XXXV Finnish URSI Convention on Radio Science. Tampere, Finland 18th October 2019
Aroma-based Localization in GNSS-denied Environments
Saiful Islam (1) Elena-Simona Lohan (2) Philipp Müller (2) Mohammad Zahidul Hasan Bhuiyan (1)
(1) Finnish Geospatial Research Institute FGI, National Land Survey NLS
Geodeetinrinne 2, FI-02430 Masala, Finland firstname.lastname@nls.fi
(2) Tampere University 33720 Tampere, Finland firstname.lastname@tuni.fi
Abstract
This paper studies infrastructure less localization solutions using aroma fingerprints. These fingerprints are collected under varying conditions from different indoor locations using Ion Mobility Spectrometry based Electronic Noses. A supervised machine learning algorithm for data processing location estimation is proposed. The non-parametric system is trained with data from all locations, and its performance evaluated using data from the same locations collected under different environmental conditions. Five different classifiers are studied and tested for location estimation. The Stochastic Gradient Descent classifier achieved the highest accuracy, with the 𝑘NN with Euclidian distance also performing reliably under different conditions.
1 Introduction
Electronic Noses (eNoses) have been used in the literature to identify gas leakage, for food quality analysis, and other identification tasks. However, eNose based localization was first investigated in [1]. This paper investigates the results and suggestions mentioned in [1] [2]

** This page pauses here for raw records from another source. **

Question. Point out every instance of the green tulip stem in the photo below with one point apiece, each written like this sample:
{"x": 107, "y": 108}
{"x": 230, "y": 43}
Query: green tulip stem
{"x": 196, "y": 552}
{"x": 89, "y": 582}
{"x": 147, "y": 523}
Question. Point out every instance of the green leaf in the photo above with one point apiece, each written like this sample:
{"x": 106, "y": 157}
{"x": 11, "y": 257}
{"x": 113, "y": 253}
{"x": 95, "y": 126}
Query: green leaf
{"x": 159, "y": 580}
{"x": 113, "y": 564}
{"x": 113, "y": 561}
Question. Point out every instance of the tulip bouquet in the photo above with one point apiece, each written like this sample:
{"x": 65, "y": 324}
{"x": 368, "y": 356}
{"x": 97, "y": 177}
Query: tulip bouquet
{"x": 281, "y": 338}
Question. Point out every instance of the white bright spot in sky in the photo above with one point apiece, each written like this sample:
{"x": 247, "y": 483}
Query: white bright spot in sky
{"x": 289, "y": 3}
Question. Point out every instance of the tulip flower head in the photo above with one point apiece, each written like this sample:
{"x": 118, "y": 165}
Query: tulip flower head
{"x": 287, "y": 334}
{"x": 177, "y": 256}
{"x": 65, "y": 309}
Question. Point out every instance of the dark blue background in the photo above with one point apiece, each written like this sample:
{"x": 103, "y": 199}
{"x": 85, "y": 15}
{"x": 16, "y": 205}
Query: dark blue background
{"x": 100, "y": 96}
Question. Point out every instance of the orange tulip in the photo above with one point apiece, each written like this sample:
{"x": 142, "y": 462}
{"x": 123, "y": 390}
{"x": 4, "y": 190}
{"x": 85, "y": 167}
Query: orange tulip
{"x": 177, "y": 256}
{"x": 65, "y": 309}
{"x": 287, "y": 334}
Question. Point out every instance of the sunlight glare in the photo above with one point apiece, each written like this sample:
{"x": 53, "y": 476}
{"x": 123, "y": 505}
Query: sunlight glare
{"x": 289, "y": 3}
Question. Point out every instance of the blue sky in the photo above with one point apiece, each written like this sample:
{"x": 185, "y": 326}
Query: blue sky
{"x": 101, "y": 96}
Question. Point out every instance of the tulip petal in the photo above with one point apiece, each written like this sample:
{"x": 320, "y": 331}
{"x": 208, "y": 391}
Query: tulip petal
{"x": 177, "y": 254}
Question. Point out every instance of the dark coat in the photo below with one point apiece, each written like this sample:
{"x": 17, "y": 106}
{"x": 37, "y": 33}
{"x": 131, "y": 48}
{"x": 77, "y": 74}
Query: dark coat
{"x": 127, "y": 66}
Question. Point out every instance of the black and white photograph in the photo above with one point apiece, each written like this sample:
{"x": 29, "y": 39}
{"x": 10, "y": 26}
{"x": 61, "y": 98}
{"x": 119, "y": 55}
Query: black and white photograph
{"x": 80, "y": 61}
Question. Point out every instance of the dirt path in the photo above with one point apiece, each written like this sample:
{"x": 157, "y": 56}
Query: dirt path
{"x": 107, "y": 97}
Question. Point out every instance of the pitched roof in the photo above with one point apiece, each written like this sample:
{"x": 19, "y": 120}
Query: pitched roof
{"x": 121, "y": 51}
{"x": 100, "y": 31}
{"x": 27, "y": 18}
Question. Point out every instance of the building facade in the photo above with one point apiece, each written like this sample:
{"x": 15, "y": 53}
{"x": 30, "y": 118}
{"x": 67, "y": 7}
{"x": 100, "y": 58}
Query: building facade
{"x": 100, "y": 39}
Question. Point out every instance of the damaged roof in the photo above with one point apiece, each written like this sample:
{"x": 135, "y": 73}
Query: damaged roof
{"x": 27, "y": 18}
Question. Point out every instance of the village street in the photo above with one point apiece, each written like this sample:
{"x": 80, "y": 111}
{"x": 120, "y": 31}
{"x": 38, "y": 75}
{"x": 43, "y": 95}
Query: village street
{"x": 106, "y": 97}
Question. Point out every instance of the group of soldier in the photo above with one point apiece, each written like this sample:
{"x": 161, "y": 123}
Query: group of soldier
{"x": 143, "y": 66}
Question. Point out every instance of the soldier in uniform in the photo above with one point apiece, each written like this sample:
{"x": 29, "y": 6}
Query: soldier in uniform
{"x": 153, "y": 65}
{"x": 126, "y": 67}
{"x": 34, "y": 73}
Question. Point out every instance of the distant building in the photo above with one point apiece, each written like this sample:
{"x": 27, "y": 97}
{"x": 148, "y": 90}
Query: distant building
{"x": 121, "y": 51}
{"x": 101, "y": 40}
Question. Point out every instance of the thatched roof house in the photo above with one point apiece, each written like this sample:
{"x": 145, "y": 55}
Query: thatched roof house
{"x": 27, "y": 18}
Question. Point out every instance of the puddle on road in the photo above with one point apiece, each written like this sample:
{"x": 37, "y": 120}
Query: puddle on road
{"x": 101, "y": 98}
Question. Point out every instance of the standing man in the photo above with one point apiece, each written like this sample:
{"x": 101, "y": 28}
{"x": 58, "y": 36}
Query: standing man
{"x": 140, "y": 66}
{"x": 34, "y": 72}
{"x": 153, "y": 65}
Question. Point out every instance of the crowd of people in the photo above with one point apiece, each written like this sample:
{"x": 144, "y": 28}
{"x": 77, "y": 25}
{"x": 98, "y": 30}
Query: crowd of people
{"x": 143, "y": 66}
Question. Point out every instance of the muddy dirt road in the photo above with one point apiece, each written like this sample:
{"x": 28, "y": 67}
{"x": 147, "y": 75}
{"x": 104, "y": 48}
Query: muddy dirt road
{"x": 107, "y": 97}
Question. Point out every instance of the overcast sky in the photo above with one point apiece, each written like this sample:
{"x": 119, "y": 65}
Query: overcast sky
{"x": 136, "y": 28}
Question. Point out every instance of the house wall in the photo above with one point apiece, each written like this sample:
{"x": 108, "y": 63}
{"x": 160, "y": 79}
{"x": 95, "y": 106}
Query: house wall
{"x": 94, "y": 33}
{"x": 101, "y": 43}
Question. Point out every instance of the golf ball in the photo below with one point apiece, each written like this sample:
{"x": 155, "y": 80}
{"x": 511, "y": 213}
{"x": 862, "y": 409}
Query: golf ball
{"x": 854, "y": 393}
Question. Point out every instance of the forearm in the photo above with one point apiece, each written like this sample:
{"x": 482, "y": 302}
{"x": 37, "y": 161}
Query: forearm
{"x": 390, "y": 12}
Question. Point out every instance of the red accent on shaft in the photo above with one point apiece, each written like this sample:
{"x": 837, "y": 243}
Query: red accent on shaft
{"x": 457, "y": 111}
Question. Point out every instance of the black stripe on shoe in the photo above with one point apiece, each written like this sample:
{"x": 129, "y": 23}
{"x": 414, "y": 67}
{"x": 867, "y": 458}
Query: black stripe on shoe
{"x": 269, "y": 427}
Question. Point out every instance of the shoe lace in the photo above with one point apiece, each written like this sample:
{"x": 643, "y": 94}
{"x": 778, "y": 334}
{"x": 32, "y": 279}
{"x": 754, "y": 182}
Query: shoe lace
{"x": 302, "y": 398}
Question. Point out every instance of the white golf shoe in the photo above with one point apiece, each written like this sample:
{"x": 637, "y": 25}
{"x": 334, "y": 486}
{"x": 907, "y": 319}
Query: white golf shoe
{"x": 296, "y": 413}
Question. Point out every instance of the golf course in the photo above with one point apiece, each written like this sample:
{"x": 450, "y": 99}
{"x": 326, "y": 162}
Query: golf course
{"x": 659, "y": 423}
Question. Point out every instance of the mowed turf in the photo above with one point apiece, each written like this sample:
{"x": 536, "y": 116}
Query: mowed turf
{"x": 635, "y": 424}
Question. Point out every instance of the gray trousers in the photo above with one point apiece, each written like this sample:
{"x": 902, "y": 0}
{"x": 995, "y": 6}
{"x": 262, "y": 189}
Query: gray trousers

further. Datasets studied in this paper were taken from [1]. The eNoses used for this research contain an ionization chamber and 14 electrodes for measuring currents of ionized molecules.
Two datasets were taken from the same locations, under different environmental conditions.
Two aroma fingerprint databases were prepared using the datasets [1]. A supervised Machine Learning (ML) algorithm is used to predict the location of an object. The concept was to train the ML model using a dataset with measurements from different locations. A second dataset from the same locations but different environmental conditions was then used for testing the performance of the ML model. In addition, the we tested the performance of the model with the first dataset when it was trained using the second dataset. Five classifiers were used to predict the location of the object, namely the K-Nearest Neighbor (kNN), the Linear Discriminant Analysis (LDA), multiclass Support Vector Machines (SVM), the Random Forest (RF), and the Stochastic Gradient Descent (SGD). Based on a given dataset, each classifier offers a probabilistic output. In addition, we study how the accuracy depends on the changing surroundings and the external noise.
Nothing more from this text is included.